B of A Gives Startups a Wish List at Tech Innovation Summit

Bank of America is serious about working with young companies: of the 200 startups that have participated in the bank's annual Technology Innovation Summit, more than 30 have joined its vendor roster.

The country's second largest bank would not identify those vendors but said it has hired startups that are skilled in data and analytics, information security, infrastructure, digital user experience and other areas.

"The 17% hit rate is one we are extremely proud of," said David Reilly, technology infrastructure executive at B of A, at its sixth summit, held in Silicon Valley last week.

The goals of the summit are to make accessing a corporation with 230,000 employees less daunting to entrepreneurs, and to outline B of A's tech challenges in hopes that attending startups adapt their services to its needs.

The event is part of a trend of major banks appealing to startups to improve financial services, in recognition that innovative ideas are likely to come from outside the industry. Wells Fargo launched an accelerator program earlier this year, while Citigroup is in the midst of a call for digital ideas.
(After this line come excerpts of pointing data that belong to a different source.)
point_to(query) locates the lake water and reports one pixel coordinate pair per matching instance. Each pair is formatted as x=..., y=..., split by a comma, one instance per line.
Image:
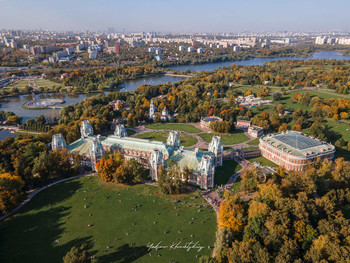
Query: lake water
x=131, y=85
x=259, y=61
x=15, y=104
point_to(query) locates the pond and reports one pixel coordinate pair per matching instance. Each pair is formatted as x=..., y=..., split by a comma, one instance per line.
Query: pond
x=258, y=61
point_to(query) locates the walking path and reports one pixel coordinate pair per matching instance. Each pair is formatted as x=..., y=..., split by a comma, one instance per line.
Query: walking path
x=35, y=192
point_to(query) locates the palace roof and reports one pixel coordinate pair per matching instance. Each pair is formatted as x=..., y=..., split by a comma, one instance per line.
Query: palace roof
x=137, y=144
x=298, y=144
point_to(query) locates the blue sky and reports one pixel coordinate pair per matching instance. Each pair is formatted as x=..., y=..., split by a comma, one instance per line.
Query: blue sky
x=179, y=15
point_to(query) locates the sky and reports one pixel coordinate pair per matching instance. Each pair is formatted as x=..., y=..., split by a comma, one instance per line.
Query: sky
x=176, y=16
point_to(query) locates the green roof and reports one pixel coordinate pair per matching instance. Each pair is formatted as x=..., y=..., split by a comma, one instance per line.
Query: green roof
x=82, y=146
x=138, y=144
x=188, y=158
x=297, y=144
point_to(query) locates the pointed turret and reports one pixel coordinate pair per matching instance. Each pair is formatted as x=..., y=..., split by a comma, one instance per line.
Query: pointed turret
x=152, y=110
x=217, y=149
x=58, y=142
x=156, y=161
x=120, y=131
x=86, y=129
x=96, y=152
x=173, y=139
x=206, y=170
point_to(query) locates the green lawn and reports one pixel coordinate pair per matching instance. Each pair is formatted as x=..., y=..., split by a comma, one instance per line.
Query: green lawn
x=254, y=142
x=224, y=172
x=262, y=160
x=122, y=224
x=227, y=139
x=250, y=148
x=186, y=139
x=130, y=132
x=346, y=211
x=174, y=126
x=46, y=83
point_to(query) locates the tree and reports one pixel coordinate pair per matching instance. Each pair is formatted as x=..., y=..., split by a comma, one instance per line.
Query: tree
x=230, y=212
x=133, y=171
x=170, y=180
x=77, y=255
x=283, y=127
x=13, y=120
x=10, y=191
x=277, y=96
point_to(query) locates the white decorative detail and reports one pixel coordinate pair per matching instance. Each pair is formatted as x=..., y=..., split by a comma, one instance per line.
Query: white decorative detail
x=120, y=131
x=58, y=142
x=173, y=139
x=156, y=161
x=217, y=149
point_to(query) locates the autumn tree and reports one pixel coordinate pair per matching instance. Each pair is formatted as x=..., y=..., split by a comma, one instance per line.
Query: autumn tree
x=10, y=191
x=230, y=213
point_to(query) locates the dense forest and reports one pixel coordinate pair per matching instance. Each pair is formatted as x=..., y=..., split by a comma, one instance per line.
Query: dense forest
x=290, y=217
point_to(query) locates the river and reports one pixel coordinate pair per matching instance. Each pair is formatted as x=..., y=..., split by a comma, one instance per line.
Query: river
x=15, y=104
x=258, y=61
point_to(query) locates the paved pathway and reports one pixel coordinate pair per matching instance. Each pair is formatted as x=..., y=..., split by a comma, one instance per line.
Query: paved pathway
x=34, y=192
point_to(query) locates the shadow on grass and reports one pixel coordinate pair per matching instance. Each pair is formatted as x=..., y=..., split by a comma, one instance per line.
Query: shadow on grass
x=125, y=254
x=33, y=234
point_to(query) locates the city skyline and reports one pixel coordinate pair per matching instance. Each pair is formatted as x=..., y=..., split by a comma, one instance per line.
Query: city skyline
x=179, y=16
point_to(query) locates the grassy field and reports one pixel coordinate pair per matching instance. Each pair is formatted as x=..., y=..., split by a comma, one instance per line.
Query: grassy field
x=46, y=83
x=123, y=219
x=224, y=172
x=346, y=211
x=174, y=126
x=130, y=132
x=261, y=160
x=226, y=139
x=254, y=142
x=186, y=139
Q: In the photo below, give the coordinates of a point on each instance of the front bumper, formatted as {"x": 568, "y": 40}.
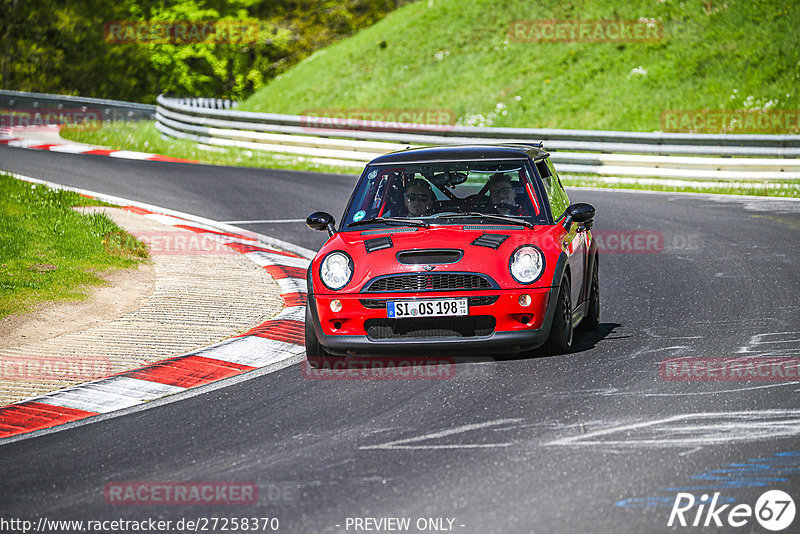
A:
{"x": 513, "y": 327}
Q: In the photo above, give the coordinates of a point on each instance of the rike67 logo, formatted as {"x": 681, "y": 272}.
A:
{"x": 774, "y": 511}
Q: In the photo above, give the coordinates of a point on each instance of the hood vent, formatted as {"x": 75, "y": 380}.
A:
{"x": 379, "y": 243}
{"x": 430, "y": 256}
{"x": 490, "y": 240}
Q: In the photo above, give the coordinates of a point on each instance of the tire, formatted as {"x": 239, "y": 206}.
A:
{"x": 592, "y": 319}
{"x": 559, "y": 341}
{"x": 315, "y": 353}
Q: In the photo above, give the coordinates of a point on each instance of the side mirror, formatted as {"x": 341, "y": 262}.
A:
{"x": 320, "y": 220}
{"x": 581, "y": 213}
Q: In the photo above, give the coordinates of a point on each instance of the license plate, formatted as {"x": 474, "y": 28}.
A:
{"x": 399, "y": 309}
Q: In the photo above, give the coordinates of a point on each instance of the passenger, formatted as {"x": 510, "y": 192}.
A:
{"x": 418, "y": 198}
{"x": 502, "y": 195}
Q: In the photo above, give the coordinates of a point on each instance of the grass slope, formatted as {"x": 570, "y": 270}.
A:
{"x": 457, "y": 55}
{"x": 48, "y": 251}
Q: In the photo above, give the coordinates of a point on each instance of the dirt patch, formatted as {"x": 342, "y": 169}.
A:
{"x": 127, "y": 290}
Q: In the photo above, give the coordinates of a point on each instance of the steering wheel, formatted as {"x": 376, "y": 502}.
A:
{"x": 504, "y": 205}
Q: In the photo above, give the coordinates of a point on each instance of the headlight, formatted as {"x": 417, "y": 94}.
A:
{"x": 526, "y": 264}
{"x": 336, "y": 270}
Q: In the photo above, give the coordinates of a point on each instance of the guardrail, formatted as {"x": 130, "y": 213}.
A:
{"x": 351, "y": 143}
{"x": 111, "y": 110}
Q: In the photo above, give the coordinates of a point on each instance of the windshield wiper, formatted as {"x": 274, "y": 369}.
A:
{"x": 390, "y": 220}
{"x": 491, "y": 216}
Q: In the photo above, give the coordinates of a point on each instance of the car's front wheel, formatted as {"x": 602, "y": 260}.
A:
{"x": 560, "y": 339}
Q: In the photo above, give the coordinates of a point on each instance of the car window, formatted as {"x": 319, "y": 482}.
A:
{"x": 428, "y": 190}
{"x": 556, "y": 194}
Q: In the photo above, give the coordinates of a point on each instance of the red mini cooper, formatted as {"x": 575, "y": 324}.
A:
{"x": 458, "y": 249}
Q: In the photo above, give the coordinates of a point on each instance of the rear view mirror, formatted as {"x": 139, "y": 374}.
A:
{"x": 320, "y": 220}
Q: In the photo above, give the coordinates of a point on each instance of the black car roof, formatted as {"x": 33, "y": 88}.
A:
{"x": 464, "y": 152}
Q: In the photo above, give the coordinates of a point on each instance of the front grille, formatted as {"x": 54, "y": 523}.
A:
{"x": 430, "y": 282}
{"x": 380, "y": 304}
{"x": 429, "y": 257}
{"x": 430, "y": 327}
{"x": 490, "y": 240}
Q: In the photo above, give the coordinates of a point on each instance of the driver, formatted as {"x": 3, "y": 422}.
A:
{"x": 418, "y": 198}
{"x": 502, "y": 195}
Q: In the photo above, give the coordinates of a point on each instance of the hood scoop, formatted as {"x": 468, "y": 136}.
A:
{"x": 379, "y": 243}
{"x": 490, "y": 240}
{"x": 430, "y": 256}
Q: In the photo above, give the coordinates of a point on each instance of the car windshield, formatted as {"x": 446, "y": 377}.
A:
{"x": 440, "y": 193}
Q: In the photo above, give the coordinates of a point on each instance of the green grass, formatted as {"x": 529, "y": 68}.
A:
{"x": 50, "y": 252}
{"x": 457, "y": 55}
{"x": 144, "y": 137}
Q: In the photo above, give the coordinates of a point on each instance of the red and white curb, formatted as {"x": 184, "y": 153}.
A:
{"x": 46, "y": 138}
{"x": 275, "y": 340}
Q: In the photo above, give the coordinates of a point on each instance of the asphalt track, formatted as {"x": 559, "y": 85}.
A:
{"x": 594, "y": 441}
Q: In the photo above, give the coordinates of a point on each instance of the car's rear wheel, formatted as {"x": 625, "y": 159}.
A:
{"x": 315, "y": 353}
{"x": 560, "y": 339}
{"x": 592, "y": 319}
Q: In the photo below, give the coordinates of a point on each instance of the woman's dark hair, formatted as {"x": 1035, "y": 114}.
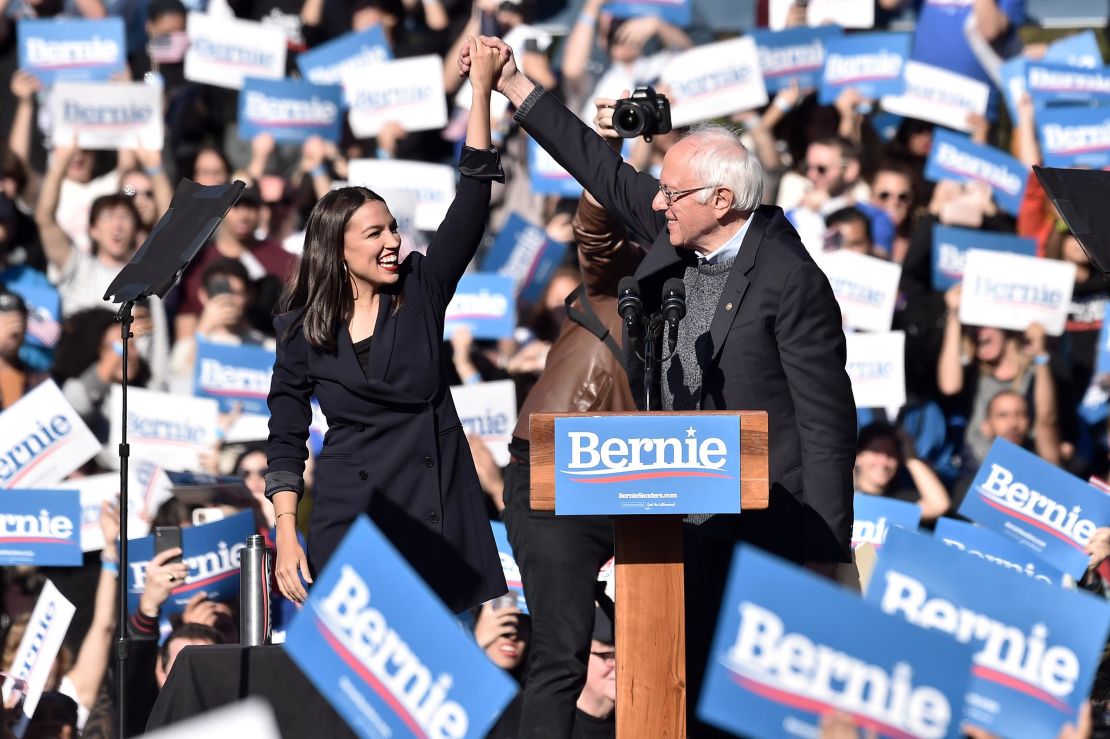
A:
{"x": 320, "y": 283}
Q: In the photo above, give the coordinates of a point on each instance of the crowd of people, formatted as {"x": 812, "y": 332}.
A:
{"x": 72, "y": 218}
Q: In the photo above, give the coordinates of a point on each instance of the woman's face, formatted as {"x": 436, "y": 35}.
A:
{"x": 372, "y": 244}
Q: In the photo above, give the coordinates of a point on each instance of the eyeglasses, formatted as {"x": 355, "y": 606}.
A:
{"x": 672, "y": 195}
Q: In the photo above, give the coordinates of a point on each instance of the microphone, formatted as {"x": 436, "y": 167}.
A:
{"x": 674, "y": 310}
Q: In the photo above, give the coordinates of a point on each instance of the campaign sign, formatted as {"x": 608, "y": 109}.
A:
{"x": 488, "y": 412}
{"x": 676, "y": 12}
{"x": 938, "y": 95}
{"x": 1035, "y": 655}
{"x": 42, "y": 439}
{"x": 876, "y": 365}
{"x": 714, "y": 80}
{"x": 865, "y": 286}
{"x": 1011, "y": 291}
{"x": 950, "y": 247}
{"x": 290, "y": 110}
{"x": 1060, "y": 84}
{"x": 795, "y": 54}
{"x": 386, "y": 654}
{"x": 225, "y": 51}
{"x": 406, "y": 91}
{"x": 647, "y": 464}
{"x": 548, "y": 178}
{"x": 997, "y": 549}
{"x": 871, "y": 63}
{"x": 957, "y": 158}
{"x": 523, "y": 253}
{"x": 234, "y": 373}
{"x": 330, "y": 62}
{"x": 508, "y": 564}
{"x": 875, "y": 515}
{"x": 791, "y": 647}
{"x": 108, "y": 114}
{"x": 211, "y": 553}
{"x": 433, "y": 184}
{"x": 483, "y": 303}
{"x": 53, "y": 50}
{"x": 1075, "y": 137}
{"x": 40, "y": 527}
{"x": 1038, "y": 505}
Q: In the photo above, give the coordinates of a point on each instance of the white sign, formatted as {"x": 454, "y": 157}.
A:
{"x": 865, "y": 286}
{"x": 877, "y": 368}
{"x": 167, "y": 428}
{"x": 1012, "y": 291}
{"x": 108, "y": 114}
{"x": 488, "y": 410}
{"x": 938, "y": 95}
{"x": 224, "y": 51}
{"x": 34, "y": 659}
{"x": 434, "y": 184}
{"x": 405, "y": 91}
{"x": 42, "y": 439}
{"x": 714, "y": 80}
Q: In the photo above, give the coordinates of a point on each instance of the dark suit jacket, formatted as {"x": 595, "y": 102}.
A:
{"x": 777, "y": 345}
{"x": 395, "y": 448}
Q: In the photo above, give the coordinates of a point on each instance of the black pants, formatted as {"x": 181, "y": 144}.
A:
{"x": 558, "y": 560}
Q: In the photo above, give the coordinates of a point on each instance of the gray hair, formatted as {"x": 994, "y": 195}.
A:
{"x": 722, "y": 160}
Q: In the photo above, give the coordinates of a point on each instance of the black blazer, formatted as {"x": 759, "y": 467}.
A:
{"x": 777, "y": 345}
{"x": 395, "y": 448}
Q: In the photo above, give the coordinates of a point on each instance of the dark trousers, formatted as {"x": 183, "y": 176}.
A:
{"x": 558, "y": 560}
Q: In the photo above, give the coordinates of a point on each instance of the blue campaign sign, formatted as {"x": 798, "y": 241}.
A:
{"x": 1035, "y": 655}
{"x": 955, "y": 157}
{"x": 1075, "y": 137}
{"x": 233, "y": 374}
{"x": 871, "y": 63}
{"x": 793, "y": 54}
{"x": 211, "y": 553}
{"x": 484, "y": 304}
{"x": 40, "y": 527}
{"x": 997, "y": 549}
{"x": 329, "y": 62}
{"x": 676, "y": 12}
{"x": 524, "y": 253}
{"x": 875, "y": 515}
{"x": 791, "y": 647}
{"x": 508, "y": 564}
{"x": 385, "y": 651}
{"x": 647, "y": 464}
{"x": 950, "y": 247}
{"x": 290, "y": 110}
{"x": 73, "y": 50}
{"x": 1038, "y": 505}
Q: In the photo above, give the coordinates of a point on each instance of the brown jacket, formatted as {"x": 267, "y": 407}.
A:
{"x": 582, "y": 374}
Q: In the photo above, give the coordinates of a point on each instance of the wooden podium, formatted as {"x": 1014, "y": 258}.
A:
{"x": 651, "y": 624}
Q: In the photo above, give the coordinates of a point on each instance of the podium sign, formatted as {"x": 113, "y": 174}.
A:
{"x": 673, "y": 464}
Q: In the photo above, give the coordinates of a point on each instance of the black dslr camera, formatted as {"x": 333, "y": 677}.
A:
{"x": 644, "y": 113}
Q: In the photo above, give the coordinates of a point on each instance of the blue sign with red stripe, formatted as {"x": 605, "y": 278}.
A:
{"x": 1035, "y": 656}
{"x": 791, "y": 647}
{"x": 1038, "y": 505}
{"x": 385, "y": 651}
{"x": 647, "y": 464}
{"x": 211, "y": 552}
{"x": 40, "y": 527}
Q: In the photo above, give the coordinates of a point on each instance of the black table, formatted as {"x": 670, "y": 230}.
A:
{"x": 207, "y": 677}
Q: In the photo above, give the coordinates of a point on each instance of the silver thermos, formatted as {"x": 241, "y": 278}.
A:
{"x": 254, "y": 625}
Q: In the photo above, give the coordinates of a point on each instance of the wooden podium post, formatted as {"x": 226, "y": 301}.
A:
{"x": 651, "y": 625}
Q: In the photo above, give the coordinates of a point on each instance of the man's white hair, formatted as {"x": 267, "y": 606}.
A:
{"x": 722, "y": 160}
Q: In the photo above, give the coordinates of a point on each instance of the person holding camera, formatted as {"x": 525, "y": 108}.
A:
{"x": 763, "y": 331}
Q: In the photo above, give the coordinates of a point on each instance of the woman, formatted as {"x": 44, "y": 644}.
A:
{"x": 362, "y": 331}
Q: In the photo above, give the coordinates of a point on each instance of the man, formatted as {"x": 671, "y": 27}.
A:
{"x": 763, "y": 331}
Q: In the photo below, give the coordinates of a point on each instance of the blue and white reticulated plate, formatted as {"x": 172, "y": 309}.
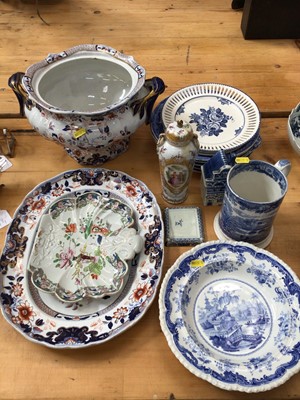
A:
{"x": 223, "y": 116}
{"x": 43, "y": 317}
{"x": 230, "y": 314}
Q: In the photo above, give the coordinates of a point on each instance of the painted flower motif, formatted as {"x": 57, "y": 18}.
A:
{"x": 39, "y": 204}
{"x": 17, "y": 289}
{"x": 98, "y": 229}
{"x": 25, "y": 312}
{"x": 58, "y": 191}
{"x": 143, "y": 289}
{"x": 130, "y": 190}
{"x": 210, "y": 122}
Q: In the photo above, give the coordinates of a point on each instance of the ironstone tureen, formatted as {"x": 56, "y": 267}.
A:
{"x": 89, "y": 99}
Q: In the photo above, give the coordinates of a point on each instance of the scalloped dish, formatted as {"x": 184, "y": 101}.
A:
{"x": 42, "y": 317}
{"x": 81, "y": 247}
{"x": 230, "y": 314}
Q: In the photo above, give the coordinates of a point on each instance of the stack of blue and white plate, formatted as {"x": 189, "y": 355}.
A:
{"x": 223, "y": 117}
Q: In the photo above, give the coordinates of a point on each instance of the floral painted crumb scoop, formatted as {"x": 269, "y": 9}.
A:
{"x": 177, "y": 149}
{"x": 82, "y": 247}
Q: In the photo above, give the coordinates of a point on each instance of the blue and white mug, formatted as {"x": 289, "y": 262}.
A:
{"x": 253, "y": 194}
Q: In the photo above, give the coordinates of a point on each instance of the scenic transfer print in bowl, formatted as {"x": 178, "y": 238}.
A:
{"x": 82, "y": 246}
{"x": 43, "y": 317}
{"x": 230, "y": 314}
{"x": 222, "y": 116}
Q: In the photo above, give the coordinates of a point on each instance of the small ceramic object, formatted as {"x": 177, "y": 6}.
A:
{"x": 253, "y": 194}
{"x": 89, "y": 99}
{"x": 230, "y": 314}
{"x": 177, "y": 149}
{"x": 42, "y": 317}
{"x": 213, "y": 178}
{"x": 82, "y": 247}
{"x": 293, "y": 127}
{"x": 183, "y": 226}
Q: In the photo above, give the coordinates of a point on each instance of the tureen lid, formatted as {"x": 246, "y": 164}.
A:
{"x": 86, "y": 79}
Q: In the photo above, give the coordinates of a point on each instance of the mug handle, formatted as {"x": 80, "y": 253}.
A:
{"x": 284, "y": 166}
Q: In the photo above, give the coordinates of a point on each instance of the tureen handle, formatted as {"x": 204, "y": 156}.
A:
{"x": 156, "y": 87}
{"x": 15, "y": 83}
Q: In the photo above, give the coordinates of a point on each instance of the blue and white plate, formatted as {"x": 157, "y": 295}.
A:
{"x": 224, "y": 117}
{"x": 157, "y": 127}
{"x": 294, "y": 128}
{"x": 230, "y": 314}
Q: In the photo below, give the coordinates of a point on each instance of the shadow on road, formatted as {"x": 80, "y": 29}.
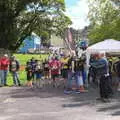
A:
{"x": 75, "y": 100}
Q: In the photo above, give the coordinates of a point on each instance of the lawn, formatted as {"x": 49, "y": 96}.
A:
{"x": 23, "y": 58}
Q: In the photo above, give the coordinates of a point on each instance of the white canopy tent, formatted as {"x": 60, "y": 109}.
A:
{"x": 108, "y": 46}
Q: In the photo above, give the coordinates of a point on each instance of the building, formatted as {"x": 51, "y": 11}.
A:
{"x": 31, "y": 43}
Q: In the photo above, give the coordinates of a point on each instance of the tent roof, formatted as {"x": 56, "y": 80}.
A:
{"x": 108, "y": 45}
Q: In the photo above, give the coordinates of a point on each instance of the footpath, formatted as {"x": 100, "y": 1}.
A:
{"x": 22, "y": 103}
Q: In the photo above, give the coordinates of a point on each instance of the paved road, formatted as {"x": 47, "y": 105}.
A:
{"x": 23, "y": 103}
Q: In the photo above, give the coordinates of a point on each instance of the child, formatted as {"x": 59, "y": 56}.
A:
{"x": 29, "y": 74}
{"x": 38, "y": 72}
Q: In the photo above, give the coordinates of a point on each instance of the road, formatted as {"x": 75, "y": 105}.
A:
{"x": 22, "y": 103}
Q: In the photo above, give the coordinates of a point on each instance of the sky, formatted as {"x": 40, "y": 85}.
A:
{"x": 77, "y": 10}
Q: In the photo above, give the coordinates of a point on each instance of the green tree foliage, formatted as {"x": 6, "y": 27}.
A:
{"x": 104, "y": 18}
{"x": 19, "y": 18}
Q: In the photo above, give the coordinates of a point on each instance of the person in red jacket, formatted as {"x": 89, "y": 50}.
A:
{"x": 4, "y": 69}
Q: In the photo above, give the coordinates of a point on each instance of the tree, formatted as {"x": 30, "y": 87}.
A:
{"x": 19, "y": 18}
{"x": 104, "y": 17}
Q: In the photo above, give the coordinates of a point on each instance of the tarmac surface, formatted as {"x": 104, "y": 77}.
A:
{"x": 22, "y": 103}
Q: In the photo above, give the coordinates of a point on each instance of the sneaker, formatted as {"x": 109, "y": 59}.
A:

The B of A summit was attended by bank employees, startups, venture capitalists and their portfolio companies and others, many wearing suits. At an upscale resort on a road that's home to many VC firms, the bank took a look at 42 startups, including application programming interface provider Plaid, open source payment network Ripple Labs, and online broker Motif Investing.

Which vendors will be selected from this batch to work with the bank remains to be seen. But over the years, Reilly said, the summit has served as an "invaluable" pipeline for B of A, uncovering technologies it might not have seen otherwise. A B of A team based in the Silicon Valley area scouts for startups and builds relationships with entrepreneurs throughout the year.

B of A also offered clues to the bank's IT wish list, including: deepening share of customers' wallets, raising awareness of existing digital features and improving data analytics to demonstrate to customers that the bank knows their needs. And all startups were encouraged to focus on risk – an area sometimes overlooked by entrepreneurs who have limited exposure to banking, a heavily regulated industry that's coping with a mounting array of cyber threats.

Reilly told the 700 attendees that vendors must meet certain standards to work for Bank of America, for compliance and customer service reasons.

"To regulators, you look like us," he said. "To customers, you look like us."

B of A said it has relationships with one of every two households in the U.S. It also counts 30 million online banking users and 16 million mobile banking customers. (The bank defines a user as someone who has logged into an app within 90 days.) So it's looking to deepen relationships with existing customers who may have only one product with the bank. But to do so, the bank said, it needs to simplify steps required of customers.

"It can be too difficult to do business with us," Reilly said, pointing out how the bank sometimes asks the customer for the same information, like a Social Security number, over and over again. This creates an opportunity for startups.

So does the trove of information B of A has — and the industrywide challenge of making better use of it.

"We don't lack for data," said Reilly. "What we lack is the ability to draw quick and insightful insights from that data."

Bridget O'Connor, Bank of America's chief information officer for consumer banking technology and operations, expanded on the theme by articulating how the bank also needs help translating digital interactions (for instance, customers researching financial products online) into the physical world (customers going into banking centers to purchase products). O'Connor wants to find ways to better demonstrate to customers that the bank knows their financial needs regardless of the channels they are using. Every week, about seven million people visit a banking center, while 95 million online and mobile customers log in.

The examples underscore the bank's enterprise-wide initiative, called "simplify and improve." The bank describes the campaign, which started earlier this year, as reducing complexity, simplifying workflow and investing in the company's operating platform.

"People don't wake up every day to bank," said Hari Gopalkrishnan, e-commerce technology executive at B of A, explaining why making banking easier for customers is a priority.

The bank said it is increasingly looking at ways to start with digital identity as an entry point into another channel. For example, on Thursday the bank activated a new feature for preferred card customers' mobile apps. The feature lets customers who are looking at a transaction tap a button labeled "Have a question about this transaction? Speak with a Preferred Specialist." Then, the customer will be connected to a bank agent, who, in theory, will know who the customer is and what he is looking at. The update is designed to remove the usual challenge of trying to get ahold of someone on a device that lets people call and search their bank data but often not simultaneously.

The feature idea emerged from the bank's innovation challenge (a separate event from the summit), which took place a few months ago in the consumer banking tech unit. The challenge builds on top of what the bank calls "momentum sessions," where business executives and technologists come together to code prototypes instead of review PowerPoint slides to nurture creativity.

Broadly, Gopalkrishnan is less concerned about what the bank can introduce into an app than with an industrywide challenge: how to raise awareness of existing features. Some success, said Gopalkrishnan, has been uncovered when call center agents educate customers on the digital capabilities available at their fingertips.

Bank of America is also one of the financial institutions that partners with the FinTech Innovation Lab, run by Accenture and Partnership Fund for New York City.

"We are humble enough to know we don't have all the answers," said Gopalkrishnan. "We know what the problems are."